From The Pueblo Chieftain (Tracy Harmon):
Members of a Community Advisory Group took their first look at a road map defining the course of action for decommissioning of the Cotter Corp. Uranium Mill Thursday. The now defunct mill and a portion of the neighboring Lincoln Park community have been a Superfund site since 1988 due to uranium and molybdenum contamination in groundwater and soils.
Jennifer Opila, a state health department radioactive materials unit leader, told the group that the road map will likely be updated and changed as the decommissioning goes forward. Basically it outlines what cleanup has been done and what plans are already in place. “We will need to update the plans to make sure they meet the needs as we go forward and the community will be involved,” Opila said. “Some information has been developed but in almost every case, we think more info needs to be gathered as we develop a remedial investigation.”
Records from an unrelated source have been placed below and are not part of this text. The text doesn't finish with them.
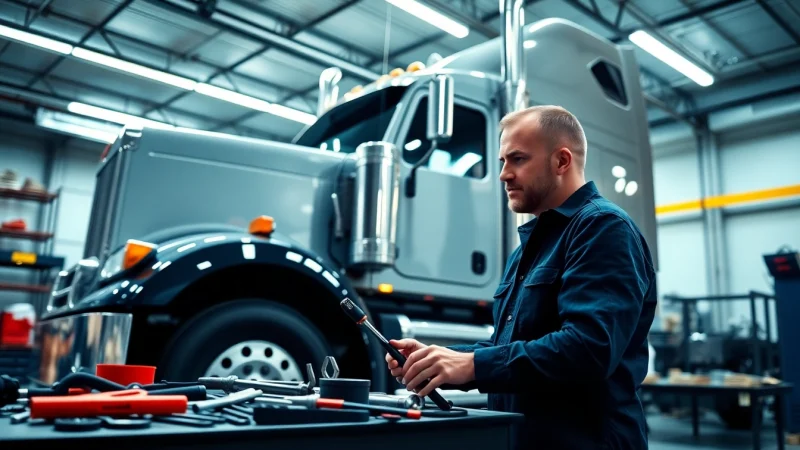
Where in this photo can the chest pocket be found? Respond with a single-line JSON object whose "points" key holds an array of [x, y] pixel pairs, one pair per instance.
{"points": [[537, 308]]}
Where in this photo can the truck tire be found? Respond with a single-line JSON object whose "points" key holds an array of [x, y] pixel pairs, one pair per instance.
{"points": [[255, 334]]}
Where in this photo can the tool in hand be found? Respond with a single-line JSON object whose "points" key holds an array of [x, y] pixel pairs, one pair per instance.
{"points": [[127, 402], [355, 313]]}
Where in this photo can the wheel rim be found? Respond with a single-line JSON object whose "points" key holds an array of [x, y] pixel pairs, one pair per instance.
{"points": [[255, 360]]}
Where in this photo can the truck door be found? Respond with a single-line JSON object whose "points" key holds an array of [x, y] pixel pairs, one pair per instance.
{"points": [[450, 231]]}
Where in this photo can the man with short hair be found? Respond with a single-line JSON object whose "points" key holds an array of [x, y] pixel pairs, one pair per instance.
{"points": [[572, 313]]}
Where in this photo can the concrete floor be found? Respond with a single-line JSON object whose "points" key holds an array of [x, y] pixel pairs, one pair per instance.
{"points": [[669, 433]]}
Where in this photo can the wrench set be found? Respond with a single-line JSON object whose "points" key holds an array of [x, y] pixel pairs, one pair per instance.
{"points": [[82, 401]]}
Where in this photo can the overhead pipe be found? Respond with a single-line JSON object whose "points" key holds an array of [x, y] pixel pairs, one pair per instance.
{"points": [[513, 67]]}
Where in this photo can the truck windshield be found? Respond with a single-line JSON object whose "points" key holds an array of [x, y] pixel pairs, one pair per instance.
{"points": [[360, 120]]}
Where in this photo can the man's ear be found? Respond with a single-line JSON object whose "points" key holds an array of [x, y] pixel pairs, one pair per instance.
{"points": [[563, 160]]}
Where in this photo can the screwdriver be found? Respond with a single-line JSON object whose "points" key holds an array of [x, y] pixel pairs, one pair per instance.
{"points": [[355, 313]]}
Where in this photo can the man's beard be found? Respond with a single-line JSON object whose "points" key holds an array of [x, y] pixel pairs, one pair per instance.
{"points": [[532, 196]]}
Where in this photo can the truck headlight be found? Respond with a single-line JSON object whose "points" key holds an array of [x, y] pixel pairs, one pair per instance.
{"points": [[126, 257]]}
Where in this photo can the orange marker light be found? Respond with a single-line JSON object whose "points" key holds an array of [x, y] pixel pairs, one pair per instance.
{"points": [[136, 251], [263, 225], [415, 66]]}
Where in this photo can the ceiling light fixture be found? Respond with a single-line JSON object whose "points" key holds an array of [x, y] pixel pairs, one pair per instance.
{"points": [[114, 116], [432, 16], [136, 69], [35, 39], [670, 57]]}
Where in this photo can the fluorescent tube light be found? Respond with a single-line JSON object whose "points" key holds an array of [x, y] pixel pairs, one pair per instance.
{"points": [[670, 57], [136, 69], [233, 97], [76, 126], [432, 16], [114, 116], [255, 103], [34, 39]]}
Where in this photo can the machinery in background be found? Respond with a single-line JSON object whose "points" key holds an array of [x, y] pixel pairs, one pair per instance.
{"points": [[785, 270], [390, 198]]}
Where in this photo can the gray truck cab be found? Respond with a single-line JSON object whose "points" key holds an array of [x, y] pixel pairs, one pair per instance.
{"points": [[211, 296]]}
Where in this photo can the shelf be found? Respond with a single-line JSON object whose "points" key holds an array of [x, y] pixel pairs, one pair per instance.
{"points": [[23, 234], [29, 260], [19, 194], [34, 288]]}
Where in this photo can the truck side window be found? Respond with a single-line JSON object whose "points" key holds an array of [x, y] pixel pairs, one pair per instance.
{"points": [[464, 155]]}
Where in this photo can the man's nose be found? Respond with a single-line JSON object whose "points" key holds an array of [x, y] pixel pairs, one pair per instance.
{"points": [[505, 175]]}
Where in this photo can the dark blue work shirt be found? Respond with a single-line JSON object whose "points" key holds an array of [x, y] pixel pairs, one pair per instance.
{"points": [[571, 319]]}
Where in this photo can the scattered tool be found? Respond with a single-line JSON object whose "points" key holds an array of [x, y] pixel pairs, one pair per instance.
{"points": [[230, 399], [276, 387], [412, 401], [355, 313], [315, 402]]}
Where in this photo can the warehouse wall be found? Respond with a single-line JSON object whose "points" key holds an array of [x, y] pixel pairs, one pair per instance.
{"points": [[61, 164], [754, 151]]}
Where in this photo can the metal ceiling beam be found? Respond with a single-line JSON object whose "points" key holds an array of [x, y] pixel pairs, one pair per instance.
{"points": [[725, 36], [93, 29], [648, 22], [264, 47], [412, 46], [696, 12], [253, 31], [51, 99], [149, 45], [780, 21]]}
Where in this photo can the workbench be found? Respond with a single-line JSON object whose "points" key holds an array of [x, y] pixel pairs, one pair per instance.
{"points": [[755, 395], [479, 429]]}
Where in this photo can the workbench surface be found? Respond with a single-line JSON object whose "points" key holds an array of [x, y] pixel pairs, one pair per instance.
{"points": [[479, 429]]}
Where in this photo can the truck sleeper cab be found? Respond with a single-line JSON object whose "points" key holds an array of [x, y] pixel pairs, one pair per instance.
{"points": [[213, 297]]}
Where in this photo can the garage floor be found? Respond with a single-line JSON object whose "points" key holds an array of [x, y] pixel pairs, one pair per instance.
{"points": [[669, 433]]}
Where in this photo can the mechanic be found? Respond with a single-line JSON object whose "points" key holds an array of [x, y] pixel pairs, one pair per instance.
{"points": [[572, 313]]}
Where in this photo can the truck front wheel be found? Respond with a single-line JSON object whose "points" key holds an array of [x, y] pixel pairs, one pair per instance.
{"points": [[249, 338]]}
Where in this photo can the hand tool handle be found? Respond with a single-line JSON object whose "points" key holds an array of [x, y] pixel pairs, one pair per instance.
{"points": [[358, 315], [92, 405], [9, 390]]}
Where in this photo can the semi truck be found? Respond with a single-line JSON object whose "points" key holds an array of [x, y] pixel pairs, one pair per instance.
{"points": [[216, 255]]}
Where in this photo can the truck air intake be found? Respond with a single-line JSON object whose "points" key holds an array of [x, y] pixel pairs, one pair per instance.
{"points": [[377, 185]]}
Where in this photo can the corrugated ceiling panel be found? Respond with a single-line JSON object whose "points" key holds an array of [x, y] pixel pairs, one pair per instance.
{"points": [[227, 49], [93, 11], [26, 57], [163, 28], [298, 11], [115, 81], [282, 68]]}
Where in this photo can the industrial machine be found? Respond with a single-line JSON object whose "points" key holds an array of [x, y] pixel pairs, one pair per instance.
{"points": [[217, 255]]}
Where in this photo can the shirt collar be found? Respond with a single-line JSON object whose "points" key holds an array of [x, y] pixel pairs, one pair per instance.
{"points": [[568, 209]]}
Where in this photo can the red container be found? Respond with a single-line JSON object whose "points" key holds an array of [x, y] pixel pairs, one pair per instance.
{"points": [[16, 325], [125, 374]]}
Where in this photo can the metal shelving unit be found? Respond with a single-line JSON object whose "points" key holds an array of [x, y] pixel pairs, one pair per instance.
{"points": [[40, 259]]}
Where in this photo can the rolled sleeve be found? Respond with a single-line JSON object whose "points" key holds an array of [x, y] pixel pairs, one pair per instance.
{"points": [[604, 283]]}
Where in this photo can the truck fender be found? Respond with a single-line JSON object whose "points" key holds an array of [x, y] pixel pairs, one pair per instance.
{"points": [[179, 264]]}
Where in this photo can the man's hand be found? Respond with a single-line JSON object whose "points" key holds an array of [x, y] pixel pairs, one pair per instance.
{"points": [[438, 364], [406, 348]]}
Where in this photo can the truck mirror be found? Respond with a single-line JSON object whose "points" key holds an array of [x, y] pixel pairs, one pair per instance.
{"points": [[440, 108]]}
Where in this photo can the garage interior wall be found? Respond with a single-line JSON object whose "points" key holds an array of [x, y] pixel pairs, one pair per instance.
{"points": [[750, 149], [62, 165]]}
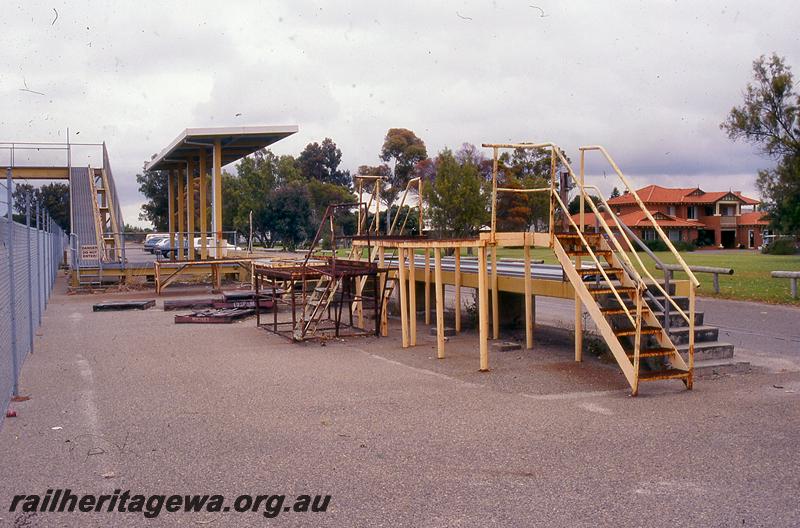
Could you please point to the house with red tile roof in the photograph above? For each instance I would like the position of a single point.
(692, 215)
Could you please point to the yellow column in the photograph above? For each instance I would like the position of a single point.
(495, 297)
(181, 182)
(427, 287)
(437, 256)
(171, 206)
(384, 308)
(412, 298)
(483, 309)
(190, 207)
(216, 219)
(203, 207)
(457, 281)
(528, 299)
(401, 270)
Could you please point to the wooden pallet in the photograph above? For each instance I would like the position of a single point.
(214, 316)
(114, 306)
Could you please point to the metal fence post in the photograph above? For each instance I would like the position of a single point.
(30, 269)
(11, 295)
(39, 282)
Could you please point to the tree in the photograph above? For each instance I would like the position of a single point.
(769, 118)
(406, 149)
(574, 205)
(53, 197)
(154, 185)
(289, 215)
(458, 203)
(321, 162)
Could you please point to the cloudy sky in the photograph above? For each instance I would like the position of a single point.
(651, 80)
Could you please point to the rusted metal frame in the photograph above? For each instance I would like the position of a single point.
(585, 243)
(647, 212)
(637, 342)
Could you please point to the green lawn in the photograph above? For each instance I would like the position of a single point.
(751, 280)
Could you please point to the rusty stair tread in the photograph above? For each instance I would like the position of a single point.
(620, 311)
(595, 271)
(652, 352)
(584, 253)
(646, 330)
(655, 375)
(606, 289)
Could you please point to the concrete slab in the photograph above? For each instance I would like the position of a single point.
(395, 436)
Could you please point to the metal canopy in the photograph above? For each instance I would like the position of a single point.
(237, 142)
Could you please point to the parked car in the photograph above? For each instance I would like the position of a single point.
(226, 246)
(166, 249)
(150, 243)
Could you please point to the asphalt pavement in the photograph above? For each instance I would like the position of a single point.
(131, 401)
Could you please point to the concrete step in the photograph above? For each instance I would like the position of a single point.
(712, 350)
(720, 367)
(702, 334)
(655, 291)
(677, 320)
(682, 302)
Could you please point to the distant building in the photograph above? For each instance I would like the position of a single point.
(692, 215)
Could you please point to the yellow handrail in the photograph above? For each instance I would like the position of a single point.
(597, 262)
(642, 206)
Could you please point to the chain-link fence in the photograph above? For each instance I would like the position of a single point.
(31, 250)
The very next step is uncertain, she said. “We are in new territory with a new team for both the state and the EPA so a lot of things we still are trying to figure out,” Opila said. “We might start with Operable Unit 1 (the Lincoln Park community) or what makes sense — maybe it is the mill site itself or all the units at the same time.” As the cleanup plan progresses, “We will start to compare potential different remedies to see if each meets all the nine criteria and is protective of human health and environment,” said Peggy Linn, EPA community involvement coordinator. “I hate to say it but we might look at the cost a little bit. We will discuss the findings all along the way with the group,” Linn said.
Once a proposed remedy or cleanup plan is selected, the public will again have a chance to comment. A remedial design will be followed by the remedial action plan during which, “We start actually building it,” Linn said. Even after the cleanup is complete, health authorities will continue five-year reviews to, “Check to see that everything is working,” Linn said. Decommissioning could take 10 to 15 years.